The light behind the announcers, therefore, will transition from full natural daylight to full artificial lighting by the end of the evening, so the ability of Litepanels' fixtures to dim from 100‰ to zero, with no noticeable change in color temperature, will allow the CBS technical crew to provide a natural look each time the announcers are shown.
The entire Litepanels lighting package weighs 51 lb. and can be packed in a 1-ft. by 1-ft. by 34-in. space. In addition, all of the fixtures used in the announce position consume 450 W, less than one-quarter the power required by a standard 20-amp wall outlet.
"I think it's the simplicity of it that makes it work," Grosswendt says. "The value in it is the fact that they're so lightweight. They're running on so little power that you don't have to have a lot of cables to power them up. They don't get hot, so you don't have to wait for them to cool down to strike the set. Other than saving in shipping costs, because you don't have to ship cables, ballasts, heads, and other things they've done in the past with traditional lights, the ease of operation is a big draw."

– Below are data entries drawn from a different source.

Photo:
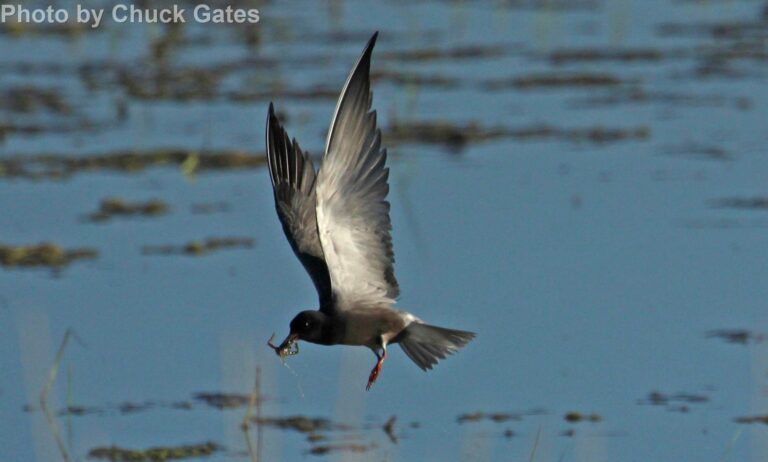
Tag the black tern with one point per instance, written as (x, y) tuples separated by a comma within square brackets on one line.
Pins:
[(337, 222)]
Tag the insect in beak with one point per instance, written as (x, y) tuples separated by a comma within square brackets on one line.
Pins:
[(289, 347)]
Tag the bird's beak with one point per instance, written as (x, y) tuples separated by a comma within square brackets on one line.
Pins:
[(289, 347)]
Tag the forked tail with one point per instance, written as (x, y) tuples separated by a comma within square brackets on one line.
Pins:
[(426, 344)]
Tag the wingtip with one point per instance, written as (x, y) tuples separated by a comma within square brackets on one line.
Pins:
[(371, 43)]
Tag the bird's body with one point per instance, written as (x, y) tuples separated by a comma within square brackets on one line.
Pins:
[(337, 222)]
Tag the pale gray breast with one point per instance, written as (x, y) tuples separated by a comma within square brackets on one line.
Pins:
[(366, 326)]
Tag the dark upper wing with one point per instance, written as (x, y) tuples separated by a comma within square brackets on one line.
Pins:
[(352, 208), (293, 181)]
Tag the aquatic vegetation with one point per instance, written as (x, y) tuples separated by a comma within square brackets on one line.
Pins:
[(223, 400), (737, 336), (44, 254), (678, 402), (154, 454), (60, 166), (112, 207), (699, 151), (456, 53), (497, 417), (747, 203), (28, 99), (197, 248), (457, 136), (322, 450), (636, 95), (574, 417), (763, 419)]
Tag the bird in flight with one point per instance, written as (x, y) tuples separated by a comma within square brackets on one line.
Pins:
[(337, 222)]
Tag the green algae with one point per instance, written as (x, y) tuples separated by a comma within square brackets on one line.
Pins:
[(154, 454), (45, 254)]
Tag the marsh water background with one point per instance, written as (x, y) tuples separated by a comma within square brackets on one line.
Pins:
[(596, 217)]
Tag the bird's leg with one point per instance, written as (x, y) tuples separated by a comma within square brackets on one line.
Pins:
[(377, 368)]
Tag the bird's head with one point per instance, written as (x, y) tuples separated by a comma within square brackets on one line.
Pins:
[(308, 326)]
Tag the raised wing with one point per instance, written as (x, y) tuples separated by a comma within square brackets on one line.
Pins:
[(293, 181), (352, 210)]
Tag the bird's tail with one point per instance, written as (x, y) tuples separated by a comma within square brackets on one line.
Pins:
[(426, 344)]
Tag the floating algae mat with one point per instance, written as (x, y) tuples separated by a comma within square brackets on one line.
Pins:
[(155, 454), (58, 166), (457, 136), (301, 424), (44, 254), (200, 247), (112, 207)]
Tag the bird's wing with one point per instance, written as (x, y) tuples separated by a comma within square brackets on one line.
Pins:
[(293, 181), (352, 210)]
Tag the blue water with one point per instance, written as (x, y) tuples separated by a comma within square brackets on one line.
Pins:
[(591, 272)]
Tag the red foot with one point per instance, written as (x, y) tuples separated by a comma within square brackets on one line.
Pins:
[(375, 371)]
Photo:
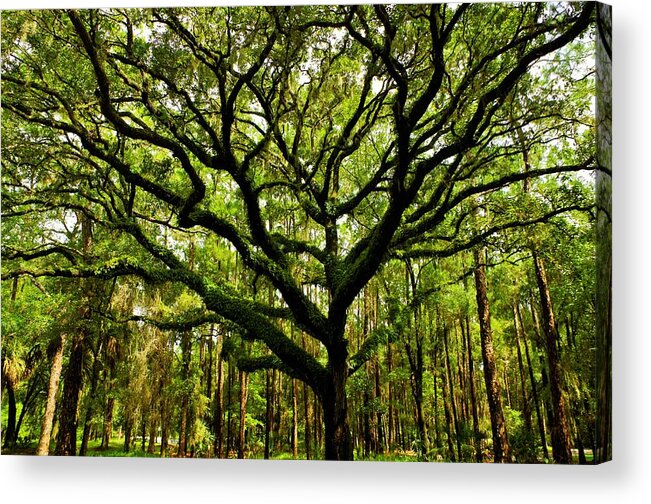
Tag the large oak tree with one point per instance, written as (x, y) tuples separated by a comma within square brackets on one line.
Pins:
[(313, 143)]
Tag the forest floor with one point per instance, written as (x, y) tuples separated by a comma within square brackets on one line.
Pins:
[(116, 449)]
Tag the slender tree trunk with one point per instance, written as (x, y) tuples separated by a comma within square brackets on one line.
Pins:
[(473, 398), (391, 427), (218, 417), (308, 422), (11, 413), (437, 433), (72, 382), (186, 356), (294, 419), (43, 447), (455, 418), (534, 389), (526, 408), (501, 449), (268, 413), (604, 281), (108, 423), (244, 394), (560, 432), (378, 397), (448, 418), (128, 426)]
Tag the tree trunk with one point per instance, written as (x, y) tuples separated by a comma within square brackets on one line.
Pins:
[(50, 404), (11, 413), (128, 427), (338, 440), (308, 422), (244, 394), (560, 432), (67, 438), (455, 418), (268, 413), (604, 281), (186, 349), (473, 398), (294, 419), (108, 423), (501, 449), (218, 418)]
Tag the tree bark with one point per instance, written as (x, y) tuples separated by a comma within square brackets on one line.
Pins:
[(501, 448), (561, 451), (455, 418), (67, 438), (244, 394), (338, 440), (11, 413), (43, 447), (473, 398)]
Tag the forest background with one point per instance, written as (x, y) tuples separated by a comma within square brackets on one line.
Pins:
[(423, 481)]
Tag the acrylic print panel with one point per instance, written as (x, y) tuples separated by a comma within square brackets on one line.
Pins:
[(315, 232)]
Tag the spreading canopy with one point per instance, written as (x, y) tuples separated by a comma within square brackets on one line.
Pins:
[(314, 143)]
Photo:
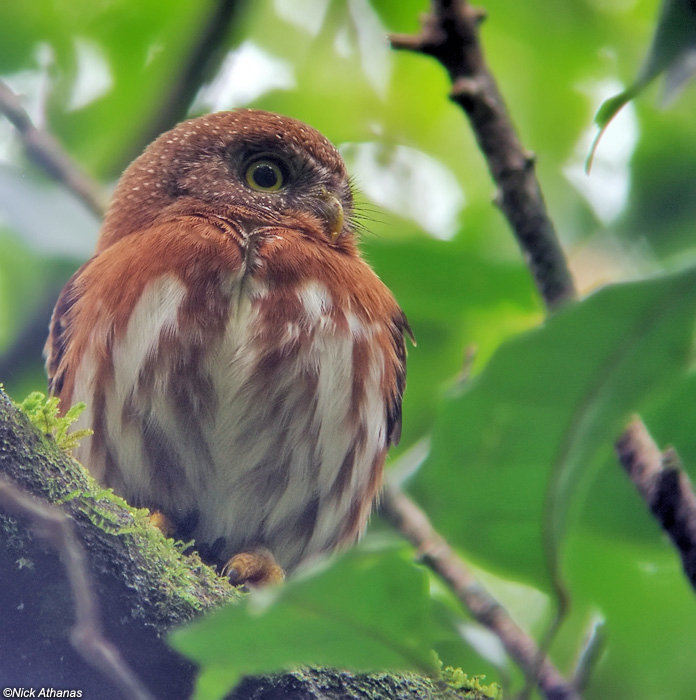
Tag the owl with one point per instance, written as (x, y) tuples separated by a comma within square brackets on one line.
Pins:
[(242, 365)]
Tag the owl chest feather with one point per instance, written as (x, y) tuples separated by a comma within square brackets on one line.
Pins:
[(251, 434)]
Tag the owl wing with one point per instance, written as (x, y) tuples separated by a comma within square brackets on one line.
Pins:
[(399, 330), (59, 333)]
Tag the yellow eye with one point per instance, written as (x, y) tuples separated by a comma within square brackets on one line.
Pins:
[(264, 175)]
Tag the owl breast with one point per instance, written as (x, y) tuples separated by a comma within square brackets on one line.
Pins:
[(265, 429)]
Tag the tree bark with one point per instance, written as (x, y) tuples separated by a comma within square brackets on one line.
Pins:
[(145, 585)]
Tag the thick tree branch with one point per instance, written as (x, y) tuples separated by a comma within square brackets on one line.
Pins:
[(450, 34), (414, 525), (49, 155), (87, 635), (665, 488)]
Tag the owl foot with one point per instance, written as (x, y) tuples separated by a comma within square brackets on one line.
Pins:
[(162, 523), (254, 568)]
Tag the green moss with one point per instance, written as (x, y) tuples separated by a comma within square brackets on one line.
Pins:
[(457, 679)]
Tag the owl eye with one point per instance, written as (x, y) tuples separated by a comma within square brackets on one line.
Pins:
[(265, 175)]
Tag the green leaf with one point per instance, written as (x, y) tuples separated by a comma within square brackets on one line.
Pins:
[(517, 451), (44, 411), (675, 37), (648, 608), (368, 611)]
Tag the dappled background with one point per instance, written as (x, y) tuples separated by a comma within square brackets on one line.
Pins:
[(105, 77)]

Litepanels also provided lighting for the green-screen–background announce position in the booth, which allowed CBS to key video behind its announcers. The green screen is mounted against a side wall, with a robotic camera positioned on the opposite wall. This position is lit by a pair of 3x1 Spot and Flood Bi-Focus daylight fixtures, with two 1x1 Spot and Flood Bi-Focus daylight fixtures to provide backlight.
The four fixtures used for the green-screen announce position draw just 400 W. Litepanels fixtures used in both announce-booth positions consume one-third less energy than HMI or fluorescent fixtures, a welcome saving for any broadcaster.